WASHINGTON (AP) -- Back on track after a stumbling start, President Barack Obama's health care overhaul reached a milestone Thursday, with more than 6 million Americans signed up for coverage through new insurance markets.
The announcement - four days before open enrollment season ends Monday - fulfills a revised goal set by the Congressional Budget Office and embraced by the White House.
Like much else about Obama's health care law, it comes with a caveat: The administration has yet to announce how many consumers actually closed the deal by paying their first month's premium. Some independent estimates are that as many as 10 percent to 20 percent have not paid, which would bring the total enrollment to between 5 million and 6 million people.
The White House said the president made the announcement during an international conference call with enrollment counselors and volunteers, while he was traveling in Italy. Administration officials, focused on signing up even more people over the weekend, played down the occasion. Others said it was unmistakably a promising sign.
"I think the program is finally starting to hit its stride in terms of reaching the enrollment goals the administration set," said John Rother, CEO of the National Coalition on Health Care, a nonpartisan coalition of businesses, health care industry groups and consumer organizations. "It still has a ways to go in terms of achieving public acceptance."
The 6 million sign-ups is an achievement, considering that the HealthCare.gov website didn't work when it was launched in October. But it's still short of the original target of covering 7 million people through new online marketplace exchanges that offer subsidized private insurance.
Several million more people have gained coverage through Medicaid. That safety net program was also expanded under the law, but only about half states have gone along.
Nonetheless, ongoing measurements by Gallup show that the number of Americans without coverage has been slowly dropping since coverage under the law took effect in January.
Monday is the deadline to enroll in the new insurance exchanges, although potentially millions of people will still be able to take advantage of extensions announced this week.
While the national number is important, what really counts is state-by-state enrollment.
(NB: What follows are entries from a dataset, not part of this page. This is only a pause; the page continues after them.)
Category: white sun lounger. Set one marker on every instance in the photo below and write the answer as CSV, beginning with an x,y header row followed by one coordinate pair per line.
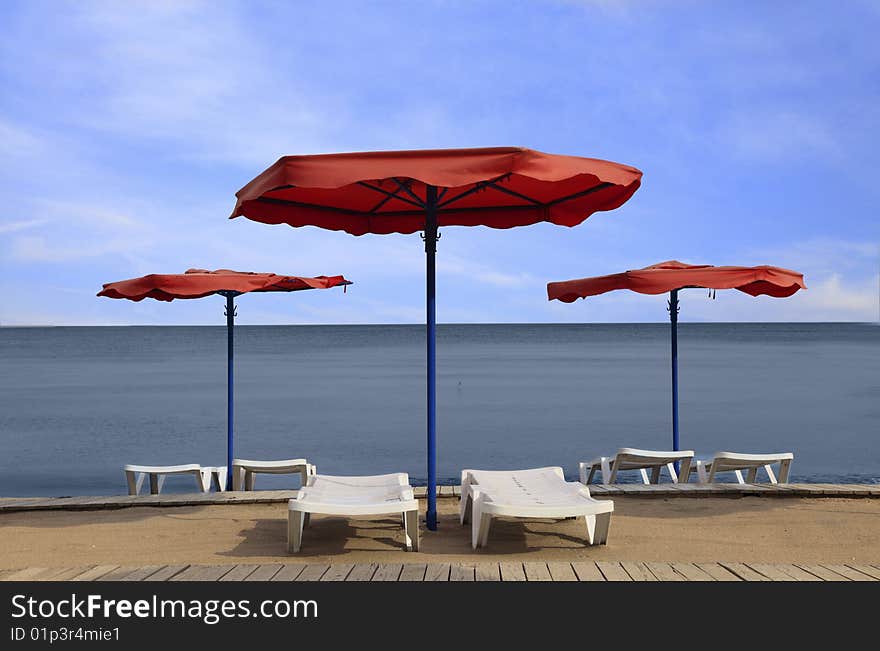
x,y
244,471
354,496
641,460
736,462
135,475
534,493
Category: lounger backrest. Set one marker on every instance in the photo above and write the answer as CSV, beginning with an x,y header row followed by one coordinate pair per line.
x,y
527,485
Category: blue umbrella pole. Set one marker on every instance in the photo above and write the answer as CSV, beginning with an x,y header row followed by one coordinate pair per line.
x,y
673,319
230,403
430,238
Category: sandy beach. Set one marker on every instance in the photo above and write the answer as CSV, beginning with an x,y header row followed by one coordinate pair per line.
x,y
749,529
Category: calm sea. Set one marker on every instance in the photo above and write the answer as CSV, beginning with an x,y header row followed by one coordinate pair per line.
x,y
78,403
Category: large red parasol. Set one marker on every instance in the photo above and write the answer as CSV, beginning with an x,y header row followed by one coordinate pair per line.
x,y
198,283
409,191
671,276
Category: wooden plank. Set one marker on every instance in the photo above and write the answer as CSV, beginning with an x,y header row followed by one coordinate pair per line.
x,y
718,572
866,569
535,571
63,573
638,571
772,572
264,572
587,571
797,573
119,573
140,574
821,572
487,572
362,572
312,572
437,572
561,571
848,572
691,572
387,572
664,572
288,572
239,572
203,573
512,572
612,571
744,572
94,573
413,572
337,572
27,574
462,572
165,573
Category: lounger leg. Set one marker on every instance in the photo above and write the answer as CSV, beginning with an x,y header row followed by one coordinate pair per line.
x,y
784,468
294,531
701,472
465,508
684,469
133,485
603,525
591,528
411,530
591,475
480,530
606,471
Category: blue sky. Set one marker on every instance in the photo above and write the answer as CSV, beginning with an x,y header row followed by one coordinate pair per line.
x,y
126,129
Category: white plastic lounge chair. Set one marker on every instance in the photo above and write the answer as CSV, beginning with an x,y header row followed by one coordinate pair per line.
x,y
354,496
244,471
534,493
641,460
134,476
736,462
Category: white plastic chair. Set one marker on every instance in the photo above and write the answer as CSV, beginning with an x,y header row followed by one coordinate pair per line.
x,y
244,471
533,493
737,462
354,496
135,475
641,460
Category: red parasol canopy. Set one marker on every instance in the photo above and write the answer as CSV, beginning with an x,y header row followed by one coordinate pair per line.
x,y
197,283
385,192
667,276
408,191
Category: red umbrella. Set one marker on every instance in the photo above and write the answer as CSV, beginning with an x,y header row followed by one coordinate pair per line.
x,y
197,283
409,191
672,276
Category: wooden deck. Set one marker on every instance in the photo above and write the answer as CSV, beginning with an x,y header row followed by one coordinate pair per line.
x,y
506,571
13,504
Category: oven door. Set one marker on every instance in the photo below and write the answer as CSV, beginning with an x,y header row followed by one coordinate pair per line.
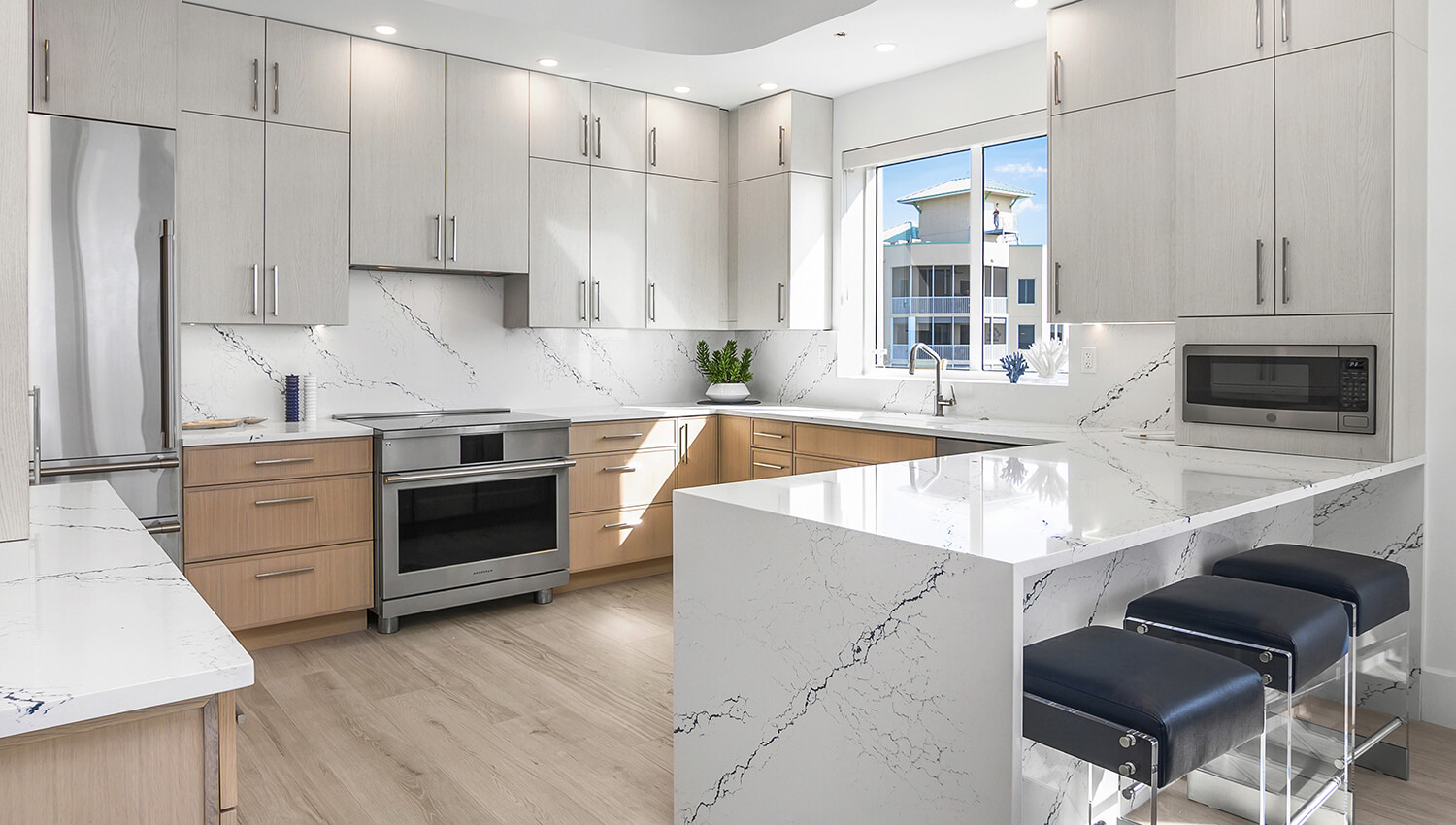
x,y
471,525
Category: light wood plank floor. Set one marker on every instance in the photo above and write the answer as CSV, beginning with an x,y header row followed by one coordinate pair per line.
x,y
513,713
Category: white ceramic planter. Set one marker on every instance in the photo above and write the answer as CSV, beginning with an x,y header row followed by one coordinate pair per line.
x,y
728,393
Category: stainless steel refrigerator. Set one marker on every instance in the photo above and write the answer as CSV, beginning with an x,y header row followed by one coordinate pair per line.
x,y
102,322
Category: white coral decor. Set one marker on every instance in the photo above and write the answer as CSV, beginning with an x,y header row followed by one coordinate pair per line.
x,y
1047,357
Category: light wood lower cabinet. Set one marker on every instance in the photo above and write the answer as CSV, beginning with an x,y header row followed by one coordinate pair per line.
x,y
267,589
620,537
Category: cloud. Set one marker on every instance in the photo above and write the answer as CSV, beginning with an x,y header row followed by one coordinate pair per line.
x,y
1021,169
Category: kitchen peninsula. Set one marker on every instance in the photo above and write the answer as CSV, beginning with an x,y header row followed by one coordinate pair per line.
x,y
847,644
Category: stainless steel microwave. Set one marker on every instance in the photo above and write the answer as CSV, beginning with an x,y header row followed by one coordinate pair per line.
x,y
1328,389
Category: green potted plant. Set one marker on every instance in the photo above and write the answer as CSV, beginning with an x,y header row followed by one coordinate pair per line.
x,y
727,372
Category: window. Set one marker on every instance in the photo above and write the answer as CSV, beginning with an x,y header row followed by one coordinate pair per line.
x,y
931,247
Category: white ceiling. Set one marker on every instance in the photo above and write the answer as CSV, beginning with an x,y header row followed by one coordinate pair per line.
x,y
719,49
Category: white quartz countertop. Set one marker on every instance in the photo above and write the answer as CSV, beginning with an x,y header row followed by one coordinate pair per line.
x,y
95,618
274,431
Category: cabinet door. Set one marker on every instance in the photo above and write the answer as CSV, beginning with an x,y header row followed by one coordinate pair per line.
x,y
220,220
1104,51
617,128
698,466
561,118
683,139
108,60
1216,34
486,166
1111,213
399,156
763,134
561,244
684,267
1312,23
617,249
1334,166
308,78
308,226
220,63
1225,221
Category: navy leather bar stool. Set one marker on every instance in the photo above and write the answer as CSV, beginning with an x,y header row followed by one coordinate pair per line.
x,y
1296,641
1377,597
1142,708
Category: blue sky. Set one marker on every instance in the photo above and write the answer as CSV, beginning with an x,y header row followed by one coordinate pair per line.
x,y
1021,163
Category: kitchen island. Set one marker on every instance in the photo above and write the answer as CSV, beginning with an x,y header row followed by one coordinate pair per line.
x,y
116,676
847,644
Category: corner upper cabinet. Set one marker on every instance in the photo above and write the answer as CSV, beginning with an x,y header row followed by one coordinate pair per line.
x,y
107,60
683,139
789,131
1104,51
398,182
1112,213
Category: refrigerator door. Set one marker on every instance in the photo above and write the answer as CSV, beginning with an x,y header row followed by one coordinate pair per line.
x,y
102,200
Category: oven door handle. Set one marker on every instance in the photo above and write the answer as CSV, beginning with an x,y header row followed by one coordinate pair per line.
x,y
474,472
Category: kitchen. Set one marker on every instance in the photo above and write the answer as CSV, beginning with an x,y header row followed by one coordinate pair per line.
x,y
488,575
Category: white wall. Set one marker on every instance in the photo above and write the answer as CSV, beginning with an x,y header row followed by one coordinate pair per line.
x,y
1439,676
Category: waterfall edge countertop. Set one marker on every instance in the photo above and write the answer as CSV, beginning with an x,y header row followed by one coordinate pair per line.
x,y
95,620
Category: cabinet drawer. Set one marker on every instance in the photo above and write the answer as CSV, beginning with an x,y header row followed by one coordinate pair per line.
x,y
221,522
772,464
285,586
623,478
861,446
244,463
620,435
814,464
774,434
620,536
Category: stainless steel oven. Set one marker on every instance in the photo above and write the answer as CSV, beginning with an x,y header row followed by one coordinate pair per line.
x,y
1325,387
471,505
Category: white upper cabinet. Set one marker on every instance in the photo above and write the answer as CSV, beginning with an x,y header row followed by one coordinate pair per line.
x,y
791,131
1104,51
108,60
684,140
486,166
308,78
1216,34
398,182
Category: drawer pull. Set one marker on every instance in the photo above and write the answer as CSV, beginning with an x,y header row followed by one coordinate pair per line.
x,y
282,572
293,499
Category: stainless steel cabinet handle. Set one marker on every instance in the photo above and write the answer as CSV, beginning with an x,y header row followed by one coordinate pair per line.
x,y
290,499
35,435
282,574
1258,271
1284,271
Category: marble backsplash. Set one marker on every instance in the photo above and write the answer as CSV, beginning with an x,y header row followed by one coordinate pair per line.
x,y
422,341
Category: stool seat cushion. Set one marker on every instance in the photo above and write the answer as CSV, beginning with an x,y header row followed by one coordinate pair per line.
x,y
1313,627
1194,703
1379,588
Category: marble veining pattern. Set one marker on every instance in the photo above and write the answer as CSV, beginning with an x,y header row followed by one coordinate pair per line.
x,y
95,620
That's because each state is a separate insurance market. To help keep premium increases in check, each state market must have a balance between young and old, healthy and sick.
"The national number only gets us so far," said Caroline Pearson, who is tracking the rollout for the market analysis firm Avalere Health. "The fair measure of success is whether you have set up a market that is sustainable into the future. So you can then go out and find the rest of the uninsured people and bring them in over the next couple of years."